February saw the highest number of remortgages in a single month since 2009.
Rising to nearly 44,000, the number of people remortgaging during February 2017 reached the highest number since January 2009 when the total was recorded at 44,100. According to figures from conveyancing services provider LMS, this represents an annual increase of over a third (35%).
Following the size of the average loan falling to £154,138, February also saw a drop in the value of remortgaging – down to £6.8 billion from £7.1 billion in January. Alongside this, mortgage lending, on the whole, dropped by 8%, meaning that for February, remortgaging represented two-fifths of total lending. This is the largest proportion since March 2011.

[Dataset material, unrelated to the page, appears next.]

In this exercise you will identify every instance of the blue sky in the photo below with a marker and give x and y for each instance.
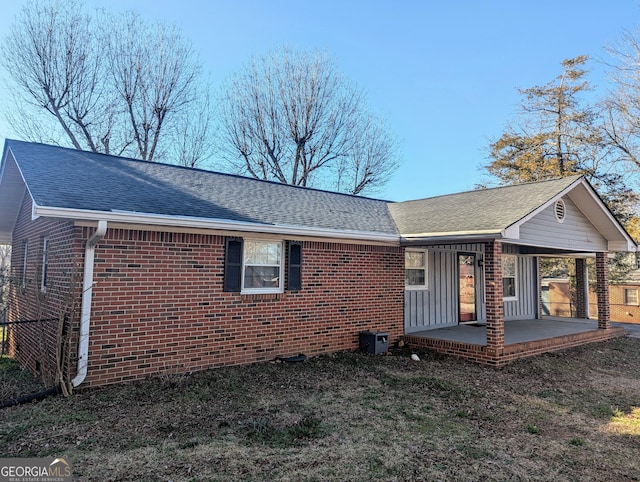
(445, 74)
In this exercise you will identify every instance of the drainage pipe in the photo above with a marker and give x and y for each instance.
(85, 313)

The rise in remortgages is most likely down to several factors, which together created a favourable climate. Whilst rates fell from 2.15% to 2.05% between December and January, 20% of remortgagors were also able to reduce their monthly repayments during February.
Although there was an increase in people choosing to remortgage, affordability became worse. Where repayment is considered as a proportion of total income, January saw a monthly rise from 16.9% to 17.8%. Combined with inflation – which rose to 2.3% in February – this is likely to be yet another concern for homeowners.
There was also further speculation in February over whether rates were likely to increase once more. Just under half (49%) predict that one will occur within the next year, whilst the same proportion predicts that they will stay the same.
February also saw a rise in the number of homeowners stating that they would wait longer than eight years to remortgage – from January’s 11% to 17%.
Given the speculative rise in rates paired with worsening affordability, the stability of the remortgage market appears to be weakening.
Andy Knee, chief executive of LMS, commented on the figures, stating: “February enjoyed the biggest boom in recent remortgaging history. Remortgage transactions rose to their highest level in eight years as homeowners took advantage of continued low rates and the opportunity to lower monthly repayments.
“However, February also fired a warning shot. Affordability worsened, more homeowners expect rates to rise and more are prepared to wait longer to remortgage again. Caution may well set in once again.
“Meanwhile, inflation has risen to 2.3% and real wages are starting to fall. The consequence: homeowners will have less in their pockets come the end of the month. Remortgaging can help alleviate a potentially difficult financial situation, for example, one-in-five reduced their monthly repayments by remortgaging in February.
“With the macroeconomic climate expected to be more precarious from March onwards, homeowners would be wise to take advantage of current conditions and remortgage now – before it’s too late.”